Included in the Fiscal Year 2017 budget request to Congress is a $434 million ask over the next five years to modify 245 Raytheon TLAMS with a maritime attack capability, Vice Adm. Joseph Mulloy, deputy chief of naval operations for integration of capabilities and resources, told USNI News in a Wednesday interview.
“It won’t be all the Tomahawks but a good number of them coming off the line will have it,” he sadi. “It’s going for surface first and the submarines will encapsulate it.”
The budget moves follows a Naval Air Systems command (NAVAIR) proved a Block IV TLAM – a long range land attack weapon — could be guided into a moving maritime target during a test in early 2015.
The Navy had briefly fielded an anti-ship Tomahawk in the 1990s but the lower fidelity of contemporary sensors made the missile risky to use at long ranges for fear of hitting an unintended target.
Following the test, Deputy Secretary of Defense Bob Work called the prospect of a modified anti-ship Tomahawk, “a game changing capability.”
According to the plan laid out in the Navy budget (and blessed by big Pentagon) the maritime attack modified Tomahawk will enter the surface force in 2021 for live testing and then trickle out to every platform that can fire the missile – currently the Ticonderoga guided missile cruisers, Arleigh Burke guided missile destroyers the Navy’s attack submarine fleet (SSNs) and the four Ohio-class guided missile nuclear guided missile submarines (SSGNs).
The modification will be part of the Navy’s recertification and life extension of older Tomahawks, which – with new FY 2017 funding for new TLAMS – will be ultimately an inventory of 4,000 missiles.
When the service was programming the FY 2017 budget – which dipped three-and-a-half percent below 2016 projections – it told the Office of the Secretary of Defense it would like to have the capability but didn’t have the funds. OSD agreed and added the line item to the service’s budget, Mulloy said.
The move not only fits into the surface Navy’s ongoing distributed lethality philosophy that seeks to improve the offensive power of the service’s surface assets as quickly as finances allow but also adds a new weapon for submarines to take on surface threats.
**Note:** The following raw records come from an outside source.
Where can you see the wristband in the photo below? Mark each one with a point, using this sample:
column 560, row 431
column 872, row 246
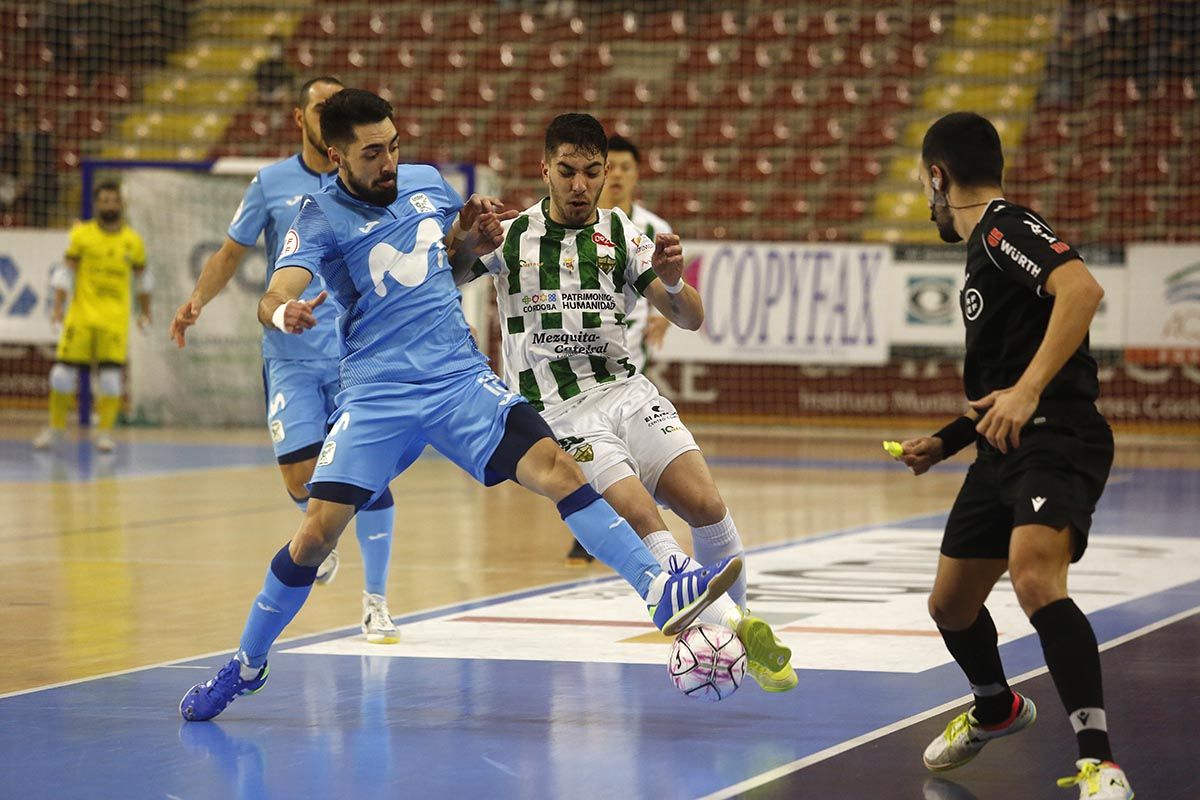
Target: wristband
column 277, row 317
column 957, row 435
Both the surface navy and the submarine force have had limited missile space to take on a myriad of threats and the Navy – until recently – had invested little into new ship-launched anti-surface missile efforts . But with the increasing speed of development of both China and Russia’s anti-surface weapons in the last several years, the ability to pierce the so-called anti-access aerial denial (A2/AD) bubbles designed to keep U.S. forces at arms length has become an increasing concern to the service.
“[Along with] our surface brothers and sisters, we got to get the long-range missile so we’re not held out by that A2/AD bubble and we have the stick to hit inside,” said Vice Adm. Joseph Tofalo, commander, Naval Submarine Forces (COMSUBFOR), said on Wednesday. “We need to diversify the kinds of targets our missiles can hit to include the introduction of an anti-ship version of the Tomahawk missile.”
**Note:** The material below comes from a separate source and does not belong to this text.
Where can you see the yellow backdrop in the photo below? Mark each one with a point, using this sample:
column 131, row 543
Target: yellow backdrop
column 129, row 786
The Navy’s submarines previously fielded a sub-launched version of Boeing’s Harpoon anti-ship missile (UGM-84A) but retired the line in 1997. The introduction of the anti-ship TLAM would be the first anti-surface weapon in the sub force since the Harpoons left the fleet.
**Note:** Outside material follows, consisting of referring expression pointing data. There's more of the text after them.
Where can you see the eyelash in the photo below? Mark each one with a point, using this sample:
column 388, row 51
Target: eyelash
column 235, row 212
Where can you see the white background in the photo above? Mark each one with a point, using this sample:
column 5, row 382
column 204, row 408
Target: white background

News of the maritime TLAM follows Secretary of Defense Ash Carter’s announcement of the development of an anti-surface mode of the super sonic Raytheon Standard Missile 6 anti-air weapon (AAW). Combined with the Tomahawk investment, the pair will be the first new anti-surface system the service has fielded in decades.
“There’s a lot of things that we can do to make smart investments now to continue to change the calculus of our potential adversaries so as we execute the strategy they’ll wake up and say, ‘We didn’t see that one coming’,” said Vice Adm. Thomas Rowden, commander U.S. Surface Forces Pacific (SURFPAC) said on Wednesday.